Dynamic or behavioral compression operates on the level of the ALC system (run-time) behavior. It means that this compression algorithm has no access to the structural information. To decide whether a given node is redundant in the dynamic regime, we modify the definitions of the activation function. Moreover, we define it as a boolean function now which actually generates different boolean values depending on the underlying boolean function.

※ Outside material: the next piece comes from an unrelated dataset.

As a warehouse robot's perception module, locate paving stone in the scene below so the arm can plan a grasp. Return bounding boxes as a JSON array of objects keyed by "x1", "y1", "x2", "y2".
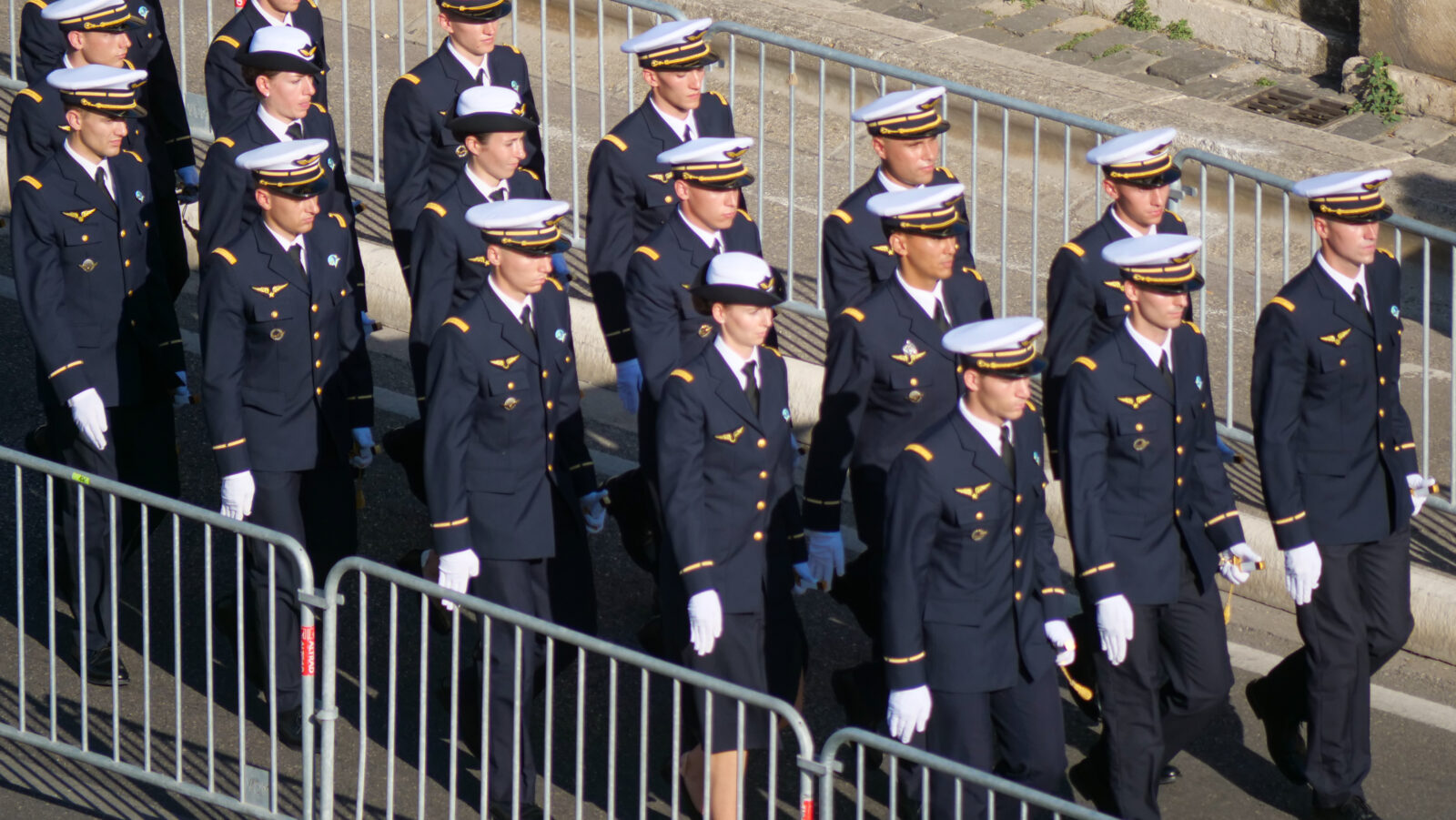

$$ \forall n \in N\ T(n) = \texttt{AND} \implies \exists^2 (m_1, n), (m_2, n) \in E\ A(n) = f_\land(A(m_1), A(m_2)) $$

$$ \forall n \in N\ T(n) = \texttt{OR} \implies \exists^2 (m_1, n), (m_2, n) \in E\ A(n) = f_\lor(A(m_1), A(m_2)) $$

$$ \forall n \in N\ T(n) = \texttt{NOT} \implies \exists! (m, n) \in E\ A(n) = f_\lnot(A(m)) $$

The table for the boolean functions is given below:

$x$ $y$ $f_\land(x, y)$ $f_\lor(x, y)$ $f_\lnot(x)$
0 0 0 0 1
0 1 0 1 1
1 0 0 1 0
1 1 1 1 0

So, the similarity (i.e., isomorphism) of two given nodes is defined as follows:

$$ \forall n, m \in N\ S(n, m) \iff A(n) = A(m) $$

Finally, activateion function for the output node(s) is defined as follows:

$$ \forall n \in N\ T(n) = \texttt{Out} \implies \exists! (m, n) \in E\ A(n) = A(m) $$

Hyper-parameters

  1. Construction modality - number of different constructions/representations for a single observation (default, 1)
  2. Construction randomness - probability of constructing randomly structured representations for a single observation (default, 0.0)
  3. Construction urge - probability of constructing a new representation for the current observation when the system prediction is already correct (default, 1 - always construct)
  4. Compression aggressiveness - probability of removing isomorphic nodes at each iteration [for dynamic compression] (default, 1.0 - always remove)
  5. Compression loss - tolerated information loss (default, 0.0 - no information loss)
  6. Speculative similarity threshold - threshold for determining isomorphic nodes [for dynamic compression] (default, 1 - immediate or weak isomorphism, higher number means stronger isomorphism)
  7. Static compression - switch on/off static/structural compression (default, true - switched on)
  8. Dynamic compression - switch on/off dynamic/behavioral compression (default, true - switched on)
  9. Replace patience - probability of replacing old generation with new generation (default, 0.0)
  10. Replaceable difference - number of previous generations during which created nodes are allowed to be replaced with the new generation 100% of the time, i.e., all generations since the iteration curr_gen-replaceable_diff are considered current generation (default, 0 - each iteration defines a new generation)
  11. Replaceability - a function that returns a probability of replacing a node with another based on their creation timestamps (default, {lambda: it1, it2: return 1.0} - everything is replaceable)
  12. Support difference - minimum difference of supports of two nodes for one in order to be able to replace the other if needed (default, 0.1)
  13. Local memory size - local/short-term-memory size of each node (default, 4 bits)
  14. Global memory size - global/long-term-memory size of the ALC system (default, 1024 bits)
  15. Batch size - number of consecutive observations for which a unified representation is constructed (default, 1)
  16. Batch purity - probability of grouping batches of the [batch size] by their Y values (default, 0 - mixed samples in batches)

Conclusion

ALC is an adaptive lossless compression algorithm that is able to learn to predict based on the previous observations. The algorithm goes through 3 main steps - construction, unification, and compression. To build an ALC system, one needs to provide the base functions that are going to become the fundamental building blocks of the system. We have also seen that there is a few constraints about the nature of such base functions: (1) the set of all base functions must be Turing-complete, and (2) a construction guideline for each such function.